NARASI DALAM GAMBAR:

(diterjemahkan ke dalam Bahasa Indonesia)

“Para anti-vaksin memanggil saya ‘potongan buah bit’ namun dokter telah menjelaskan pada saya bahwa hal ini terjadi karena vaksinnya bekerja dengan baik dan wajah saya akan kembali normal dalam 3-5 tahun”

= = = = =

PENJELASAN:

Akun Facebook dengan nama pengguna “Hollie Jean” (https://www.facebook.com/ProvingMolly) mengunggah sebuah foto hasil tangkapan layar judul berita yang dimuat oleh media Inggris ITV. Dalam tangkapan layar tersebut, tampak logo ITV di sudut kiri atas foto.
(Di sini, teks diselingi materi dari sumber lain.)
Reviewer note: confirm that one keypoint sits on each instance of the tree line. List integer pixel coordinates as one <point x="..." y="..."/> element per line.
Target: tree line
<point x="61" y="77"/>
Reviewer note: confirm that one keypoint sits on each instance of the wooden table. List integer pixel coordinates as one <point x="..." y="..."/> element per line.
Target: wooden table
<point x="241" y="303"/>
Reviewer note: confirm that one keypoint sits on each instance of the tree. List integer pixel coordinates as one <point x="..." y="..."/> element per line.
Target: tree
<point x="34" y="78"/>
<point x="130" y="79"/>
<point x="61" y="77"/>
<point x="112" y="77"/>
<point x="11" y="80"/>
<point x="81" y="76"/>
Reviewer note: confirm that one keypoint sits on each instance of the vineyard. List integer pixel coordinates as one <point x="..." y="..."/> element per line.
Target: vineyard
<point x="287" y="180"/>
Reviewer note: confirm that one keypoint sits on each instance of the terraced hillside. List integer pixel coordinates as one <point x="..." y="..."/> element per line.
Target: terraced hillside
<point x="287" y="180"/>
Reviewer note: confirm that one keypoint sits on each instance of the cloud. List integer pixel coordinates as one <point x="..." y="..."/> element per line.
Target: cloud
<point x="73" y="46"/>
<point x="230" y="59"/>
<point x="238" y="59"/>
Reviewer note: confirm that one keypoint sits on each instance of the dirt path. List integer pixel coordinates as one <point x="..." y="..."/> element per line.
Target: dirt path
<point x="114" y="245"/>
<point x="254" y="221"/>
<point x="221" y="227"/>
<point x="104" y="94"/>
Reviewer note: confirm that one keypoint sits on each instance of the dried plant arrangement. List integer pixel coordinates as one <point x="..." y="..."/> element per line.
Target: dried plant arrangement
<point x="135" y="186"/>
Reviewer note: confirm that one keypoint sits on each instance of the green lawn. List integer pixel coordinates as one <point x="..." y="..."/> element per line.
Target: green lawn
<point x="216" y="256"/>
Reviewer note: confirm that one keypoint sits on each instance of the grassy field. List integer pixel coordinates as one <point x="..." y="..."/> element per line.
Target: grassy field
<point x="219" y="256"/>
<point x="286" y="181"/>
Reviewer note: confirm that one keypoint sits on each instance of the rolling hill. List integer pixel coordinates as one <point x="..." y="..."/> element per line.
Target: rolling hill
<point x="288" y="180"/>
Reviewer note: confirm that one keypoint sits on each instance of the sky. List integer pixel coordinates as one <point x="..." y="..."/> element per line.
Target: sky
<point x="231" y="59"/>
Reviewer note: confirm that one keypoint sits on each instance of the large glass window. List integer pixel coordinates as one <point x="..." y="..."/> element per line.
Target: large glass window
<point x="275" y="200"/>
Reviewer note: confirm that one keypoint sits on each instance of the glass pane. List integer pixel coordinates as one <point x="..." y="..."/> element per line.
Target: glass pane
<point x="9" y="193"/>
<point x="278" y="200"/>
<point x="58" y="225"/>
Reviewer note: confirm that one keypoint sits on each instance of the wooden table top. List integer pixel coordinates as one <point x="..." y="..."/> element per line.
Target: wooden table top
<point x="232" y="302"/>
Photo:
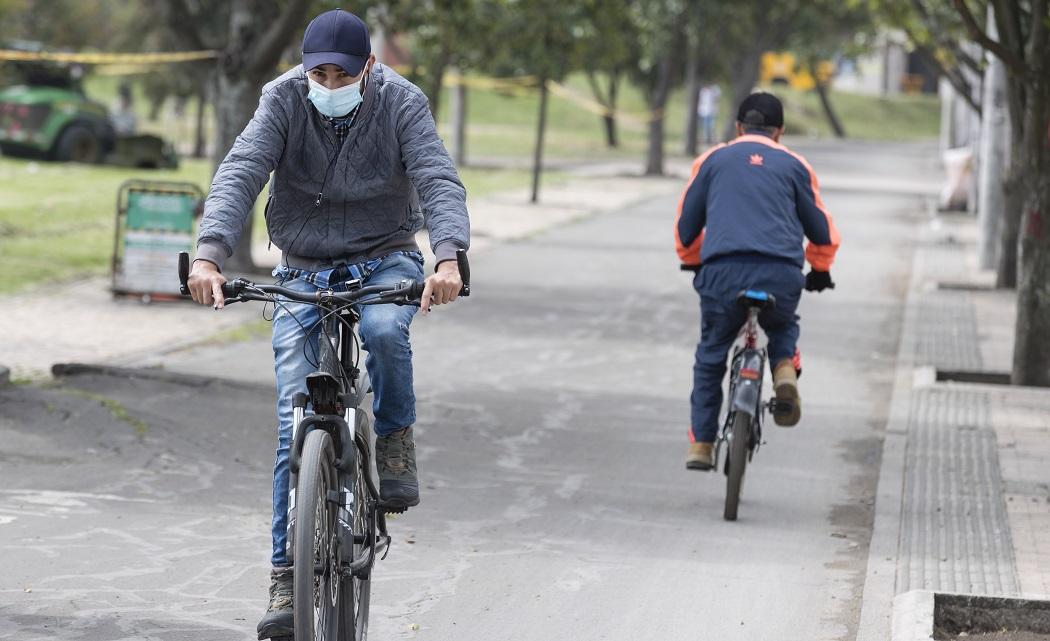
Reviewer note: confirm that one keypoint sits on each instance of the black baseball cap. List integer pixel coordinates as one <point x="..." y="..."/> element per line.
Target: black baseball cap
<point x="338" y="38"/>
<point x="761" y="109"/>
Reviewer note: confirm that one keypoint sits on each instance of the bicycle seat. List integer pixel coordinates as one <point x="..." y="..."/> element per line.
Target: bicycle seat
<point x="761" y="300"/>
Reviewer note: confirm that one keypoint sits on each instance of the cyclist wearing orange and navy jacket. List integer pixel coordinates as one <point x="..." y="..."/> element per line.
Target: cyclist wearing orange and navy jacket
<point x="741" y="223"/>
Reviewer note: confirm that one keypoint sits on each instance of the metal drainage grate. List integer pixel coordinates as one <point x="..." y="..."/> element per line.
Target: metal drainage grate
<point x="973" y="376"/>
<point x="964" y="286"/>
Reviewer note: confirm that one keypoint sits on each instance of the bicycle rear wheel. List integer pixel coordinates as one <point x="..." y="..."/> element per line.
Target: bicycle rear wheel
<point x="737" y="462"/>
<point x="316" y="575"/>
<point x="354" y="592"/>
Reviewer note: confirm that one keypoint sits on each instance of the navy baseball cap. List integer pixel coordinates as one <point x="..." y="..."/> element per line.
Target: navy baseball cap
<point x="338" y="38"/>
<point x="761" y="109"/>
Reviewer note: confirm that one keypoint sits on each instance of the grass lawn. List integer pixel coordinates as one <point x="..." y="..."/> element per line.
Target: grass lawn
<point x="57" y="220"/>
<point x="504" y="125"/>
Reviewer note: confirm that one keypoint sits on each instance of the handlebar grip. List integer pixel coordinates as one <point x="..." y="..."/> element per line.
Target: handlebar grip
<point x="415" y="291"/>
<point x="464" y="267"/>
<point x="184" y="272"/>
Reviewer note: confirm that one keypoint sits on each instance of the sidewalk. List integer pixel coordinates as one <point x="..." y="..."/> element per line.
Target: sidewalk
<point x="82" y="323"/>
<point x="963" y="503"/>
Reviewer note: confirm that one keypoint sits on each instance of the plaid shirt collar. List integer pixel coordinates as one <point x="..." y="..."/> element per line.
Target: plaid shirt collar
<point x="341" y="124"/>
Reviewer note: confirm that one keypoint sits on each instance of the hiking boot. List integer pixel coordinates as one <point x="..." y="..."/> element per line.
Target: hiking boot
<point x="396" y="463"/>
<point x="700" y="456"/>
<point x="785" y="389"/>
<point x="277" y="620"/>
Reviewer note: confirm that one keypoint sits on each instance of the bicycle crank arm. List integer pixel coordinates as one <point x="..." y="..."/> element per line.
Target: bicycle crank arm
<point x="779" y="408"/>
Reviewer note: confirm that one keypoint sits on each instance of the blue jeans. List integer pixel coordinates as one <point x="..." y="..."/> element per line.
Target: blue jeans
<point x="720" y="322"/>
<point x="384" y="334"/>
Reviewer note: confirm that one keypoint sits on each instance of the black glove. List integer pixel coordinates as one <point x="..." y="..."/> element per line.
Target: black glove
<point x="818" y="281"/>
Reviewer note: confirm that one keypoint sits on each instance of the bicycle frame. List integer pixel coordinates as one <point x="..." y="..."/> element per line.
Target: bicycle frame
<point x="746" y="386"/>
<point x="335" y="392"/>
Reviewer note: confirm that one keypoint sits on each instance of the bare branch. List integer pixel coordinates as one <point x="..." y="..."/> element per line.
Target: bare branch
<point x="957" y="80"/>
<point x="1038" y="30"/>
<point x="267" y="52"/>
<point x="187" y="27"/>
<point x="979" y="35"/>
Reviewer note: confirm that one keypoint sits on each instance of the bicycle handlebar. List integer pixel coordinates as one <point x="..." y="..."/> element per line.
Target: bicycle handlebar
<point x="403" y="292"/>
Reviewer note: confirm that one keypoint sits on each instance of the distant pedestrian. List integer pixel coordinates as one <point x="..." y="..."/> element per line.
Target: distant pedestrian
<point x="707" y="110"/>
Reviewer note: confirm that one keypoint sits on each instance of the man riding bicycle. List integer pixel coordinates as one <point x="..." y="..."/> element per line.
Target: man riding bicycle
<point x="741" y="223"/>
<point x="355" y="158"/>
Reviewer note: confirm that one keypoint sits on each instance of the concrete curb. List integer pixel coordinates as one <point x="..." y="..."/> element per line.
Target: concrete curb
<point x="914" y="616"/>
<point x="880" y="582"/>
<point x="60" y="370"/>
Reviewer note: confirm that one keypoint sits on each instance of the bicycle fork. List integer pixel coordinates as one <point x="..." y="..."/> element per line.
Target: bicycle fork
<point x="746" y="390"/>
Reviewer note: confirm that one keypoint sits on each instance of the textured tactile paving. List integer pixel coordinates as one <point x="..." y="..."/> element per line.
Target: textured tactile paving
<point x="954" y="533"/>
<point x="946" y="332"/>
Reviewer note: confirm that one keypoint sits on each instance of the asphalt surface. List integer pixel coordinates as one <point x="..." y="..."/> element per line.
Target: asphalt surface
<point x="551" y="434"/>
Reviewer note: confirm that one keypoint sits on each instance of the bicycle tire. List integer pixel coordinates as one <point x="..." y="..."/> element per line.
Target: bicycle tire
<point x="737" y="463"/>
<point x="315" y="594"/>
<point x="355" y="592"/>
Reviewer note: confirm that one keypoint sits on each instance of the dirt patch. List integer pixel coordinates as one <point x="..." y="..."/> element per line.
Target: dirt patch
<point x="1002" y="636"/>
<point x="975" y="617"/>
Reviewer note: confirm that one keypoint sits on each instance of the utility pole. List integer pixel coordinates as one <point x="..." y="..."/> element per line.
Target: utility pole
<point x="994" y="157"/>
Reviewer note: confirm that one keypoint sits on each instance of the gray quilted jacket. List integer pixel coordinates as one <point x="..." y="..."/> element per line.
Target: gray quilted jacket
<point x="329" y="204"/>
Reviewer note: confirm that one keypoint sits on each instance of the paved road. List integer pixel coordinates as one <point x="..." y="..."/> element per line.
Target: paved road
<point x="552" y="432"/>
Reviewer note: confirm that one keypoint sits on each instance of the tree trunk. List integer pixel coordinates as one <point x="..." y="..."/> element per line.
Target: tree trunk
<point x="1031" y="349"/>
<point x="993" y="154"/>
<point x="743" y="83"/>
<point x="198" y="137"/>
<point x="611" y="138"/>
<point x="692" y="101"/>
<point x="654" y="162"/>
<point x="607" y="100"/>
<point x="541" y="128"/>
<point x="825" y="103"/>
<point x="458" y="104"/>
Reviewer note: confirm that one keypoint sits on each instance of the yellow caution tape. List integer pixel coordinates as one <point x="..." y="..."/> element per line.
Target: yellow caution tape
<point x="599" y="109"/>
<point x="107" y="58"/>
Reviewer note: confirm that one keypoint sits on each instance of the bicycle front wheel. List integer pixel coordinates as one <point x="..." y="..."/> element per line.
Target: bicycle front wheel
<point x="316" y="573"/>
<point x="737" y="461"/>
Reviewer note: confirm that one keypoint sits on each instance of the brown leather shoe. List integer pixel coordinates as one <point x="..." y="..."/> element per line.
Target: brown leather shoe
<point x="700" y="456"/>
<point x="785" y="388"/>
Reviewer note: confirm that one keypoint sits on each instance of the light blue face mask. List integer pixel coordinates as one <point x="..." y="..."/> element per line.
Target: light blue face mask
<point x="334" y="103"/>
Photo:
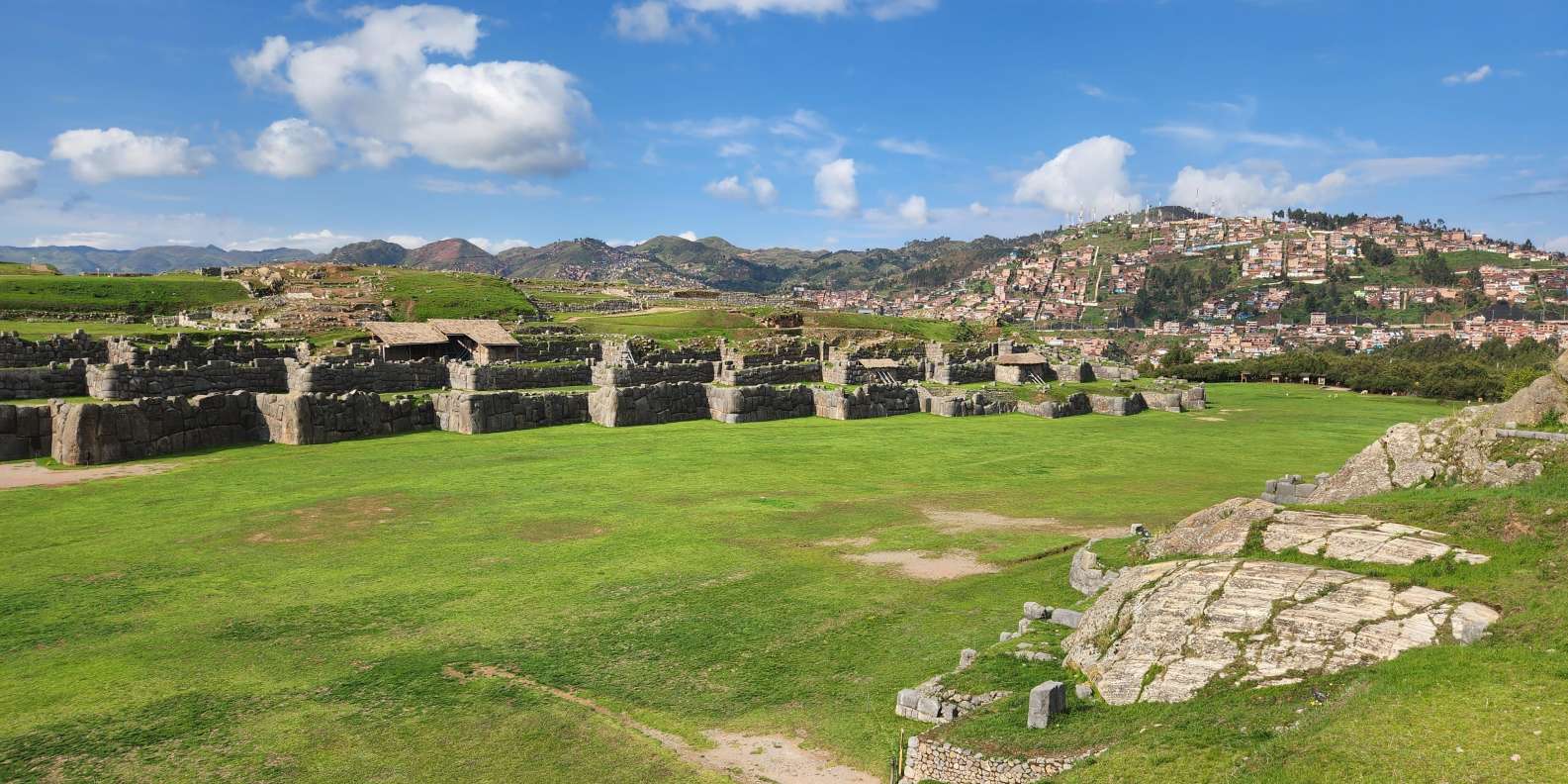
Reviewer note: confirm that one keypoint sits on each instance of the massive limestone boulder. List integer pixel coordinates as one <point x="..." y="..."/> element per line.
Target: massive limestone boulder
<point x="1163" y="631"/>
<point x="1219" y="531"/>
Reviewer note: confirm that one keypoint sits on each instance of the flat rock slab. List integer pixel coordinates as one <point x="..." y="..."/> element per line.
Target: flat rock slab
<point x="1163" y="631"/>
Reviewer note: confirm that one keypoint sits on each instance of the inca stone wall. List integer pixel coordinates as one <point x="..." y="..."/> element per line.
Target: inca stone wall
<point x="938" y="761"/>
<point x="472" y="413"/>
<point x="329" y="376"/>
<point x="607" y="375"/>
<point x="182" y="350"/>
<point x="772" y="373"/>
<point x="24" y="432"/>
<point x="132" y="381"/>
<point x="871" y="400"/>
<point x="759" y="403"/>
<point x="15" y="351"/>
<point x="1117" y="405"/>
<point x="91" y="433"/>
<point x="326" y="419"/>
<point x="1076" y="403"/>
<point x="468" y="376"/>
<point x="648" y="405"/>
<point x="21" y="383"/>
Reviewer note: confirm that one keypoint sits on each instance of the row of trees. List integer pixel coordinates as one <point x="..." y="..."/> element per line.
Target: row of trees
<point x="1438" y="367"/>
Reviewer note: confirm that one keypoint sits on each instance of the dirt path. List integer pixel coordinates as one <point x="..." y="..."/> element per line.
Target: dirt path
<point x="748" y="759"/>
<point x="32" y="475"/>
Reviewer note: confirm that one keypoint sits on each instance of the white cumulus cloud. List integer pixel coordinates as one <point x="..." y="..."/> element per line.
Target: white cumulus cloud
<point x="291" y="147"/>
<point x="1088" y="176"/>
<point x="18" y="174"/>
<point x="836" y="188"/>
<point x="378" y="86"/>
<point x="109" y="154"/>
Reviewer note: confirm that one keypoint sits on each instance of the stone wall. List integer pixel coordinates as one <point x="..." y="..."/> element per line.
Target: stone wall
<point x="472" y="413"/>
<point x="182" y="350"/>
<point x="15" y="351"/>
<point x="648" y="405"/>
<point x="468" y="376"/>
<point x="759" y="403"/>
<point x="324" y="419"/>
<point x="21" y="383"/>
<point x="607" y="375"/>
<point x="91" y="433"/>
<point x="871" y="400"/>
<point x="24" y="432"/>
<point x="930" y="759"/>
<point x="965" y="403"/>
<point x="332" y="376"/>
<point x="132" y="381"/>
<point x="1076" y="403"/>
<point x="775" y="373"/>
<point x="1117" y="405"/>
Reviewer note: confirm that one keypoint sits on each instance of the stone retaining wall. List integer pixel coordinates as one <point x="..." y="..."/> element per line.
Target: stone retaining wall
<point x="607" y="375"/>
<point x="937" y="761"/>
<point x="15" y="351"/>
<point x="91" y="433"/>
<point x="134" y="381"/>
<point x="759" y="403"/>
<point x="329" y="376"/>
<point x="21" y="383"/>
<point x="24" y="432"/>
<point x="324" y="419"/>
<point x="775" y="373"/>
<point x="1117" y="405"/>
<point x="871" y="400"/>
<point x="1076" y="403"/>
<point x="648" y="405"/>
<point x="472" y="413"/>
<point x="468" y="376"/>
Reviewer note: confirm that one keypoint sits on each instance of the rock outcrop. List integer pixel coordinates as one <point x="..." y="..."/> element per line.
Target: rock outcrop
<point x="1163" y="631"/>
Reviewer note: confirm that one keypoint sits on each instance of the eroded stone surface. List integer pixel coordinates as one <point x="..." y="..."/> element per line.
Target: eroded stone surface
<point x="1163" y="631"/>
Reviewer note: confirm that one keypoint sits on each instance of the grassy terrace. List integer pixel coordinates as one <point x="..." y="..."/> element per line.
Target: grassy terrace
<point x="165" y="294"/>
<point x="289" y="612"/>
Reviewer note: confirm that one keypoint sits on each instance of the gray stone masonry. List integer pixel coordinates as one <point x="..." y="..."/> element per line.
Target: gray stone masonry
<point x="219" y="375"/>
<point x="22" y="383"/>
<point x="502" y="411"/>
<point x="1045" y="701"/>
<point x="648" y="405"/>
<point x="468" y="376"/>
<point x="15" y="351"/>
<point x="332" y="376"/>
<point x="607" y="375"/>
<point x="1074" y="405"/>
<point x="759" y="403"/>
<point x="871" y="400"/>
<point x="24" y="432"/>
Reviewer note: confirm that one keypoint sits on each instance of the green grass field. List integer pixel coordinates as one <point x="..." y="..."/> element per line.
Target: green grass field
<point x="163" y="294"/>
<point x="291" y="612"/>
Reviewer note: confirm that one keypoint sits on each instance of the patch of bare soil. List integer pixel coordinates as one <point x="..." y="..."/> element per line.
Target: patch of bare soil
<point x="328" y="520"/>
<point x="927" y="566"/>
<point x="750" y="759"/>
<point x="34" y="475"/>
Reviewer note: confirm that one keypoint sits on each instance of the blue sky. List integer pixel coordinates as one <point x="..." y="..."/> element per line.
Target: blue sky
<point x="804" y="123"/>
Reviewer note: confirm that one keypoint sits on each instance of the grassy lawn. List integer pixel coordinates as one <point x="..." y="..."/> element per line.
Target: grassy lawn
<point x="287" y="612"/>
<point x="165" y="294"/>
<point x="423" y="295"/>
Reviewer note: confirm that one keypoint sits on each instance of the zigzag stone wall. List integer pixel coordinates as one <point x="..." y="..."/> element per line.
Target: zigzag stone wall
<point x="134" y="381"/>
<point x="502" y="411"/>
<point x="24" y="432"/>
<point x="21" y="383"/>
<point x="759" y="403"/>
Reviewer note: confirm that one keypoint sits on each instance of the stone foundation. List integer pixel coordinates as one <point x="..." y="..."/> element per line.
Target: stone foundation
<point x="502" y="411"/>
<point x="759" y="403"/>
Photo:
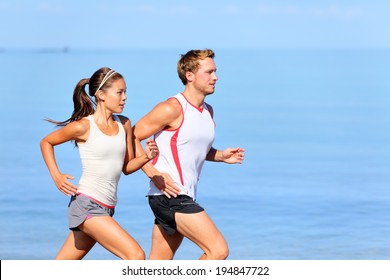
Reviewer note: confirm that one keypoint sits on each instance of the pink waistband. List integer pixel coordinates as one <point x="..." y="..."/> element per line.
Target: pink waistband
<point x="97" y="201"/>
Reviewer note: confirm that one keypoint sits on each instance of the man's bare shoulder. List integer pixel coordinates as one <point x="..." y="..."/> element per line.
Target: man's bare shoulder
<point x="169" y="108"/>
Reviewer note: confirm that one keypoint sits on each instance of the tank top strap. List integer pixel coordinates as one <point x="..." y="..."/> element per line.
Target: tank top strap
<point x="120" y="125"/>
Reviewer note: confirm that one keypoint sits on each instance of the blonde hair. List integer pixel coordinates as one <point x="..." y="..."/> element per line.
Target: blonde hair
<point x="189" y="62"/>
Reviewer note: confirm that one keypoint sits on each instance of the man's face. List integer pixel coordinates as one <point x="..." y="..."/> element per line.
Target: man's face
<point x="205" y="78"/>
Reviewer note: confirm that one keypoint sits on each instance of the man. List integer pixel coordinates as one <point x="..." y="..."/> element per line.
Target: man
<point x="183" y="129"/>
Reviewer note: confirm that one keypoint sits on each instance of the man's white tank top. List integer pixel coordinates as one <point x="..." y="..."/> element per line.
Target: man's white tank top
<point x="182" y="151"/>
<point x="102" y="157"/>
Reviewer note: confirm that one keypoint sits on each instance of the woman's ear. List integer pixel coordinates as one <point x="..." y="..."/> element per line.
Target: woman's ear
<point x="100" y="95"/>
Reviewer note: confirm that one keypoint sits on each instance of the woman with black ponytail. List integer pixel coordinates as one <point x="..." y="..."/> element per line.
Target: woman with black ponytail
<point x="105" y="143"/>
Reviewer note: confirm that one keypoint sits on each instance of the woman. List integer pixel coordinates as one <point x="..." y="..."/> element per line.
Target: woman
<point x="106" y="149"/>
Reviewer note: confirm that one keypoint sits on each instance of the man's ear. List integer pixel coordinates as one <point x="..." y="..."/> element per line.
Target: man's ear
<point x="189" y="76"/>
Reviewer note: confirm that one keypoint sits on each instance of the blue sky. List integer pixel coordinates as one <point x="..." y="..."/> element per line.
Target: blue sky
<point x="243" y="24"/>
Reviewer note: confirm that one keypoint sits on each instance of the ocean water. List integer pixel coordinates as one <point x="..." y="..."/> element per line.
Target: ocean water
<point x="315" y="126"/>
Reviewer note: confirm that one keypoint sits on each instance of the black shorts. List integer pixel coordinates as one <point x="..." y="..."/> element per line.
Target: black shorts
<point x="164" y="209"/>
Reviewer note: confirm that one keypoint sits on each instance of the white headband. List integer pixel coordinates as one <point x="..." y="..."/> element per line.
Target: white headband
<point x="105" y="79"/>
Berdasarkan hasil penelusuran, judul berita tersebut merupakan hasil suntingan. Tidak ditemukan berita dengan judul serupa di situs resmi media ITV. Lebih lanjut, melansir dari Reuters, juru bicara ITV juga telah menegaskan bahwa pihaknya tidak pernah memuat berita dengan judul tersebut.

Foto yang digunakan dalam tangkapan layar tersebut juga bukan merupakan foto penerima vaksin yang wajahnya menjadi merah, melainkan foto seorang sukarelawan yang mewarnai wajahnya dengan cat merah dalam kegiatan penggalangan dana untuk warga lanjut usia di Wiltshire, Inggris. Foto tersebut pertama kali diunggah di situs artstogether.co.uk pada 26 Juli 2013 lalu.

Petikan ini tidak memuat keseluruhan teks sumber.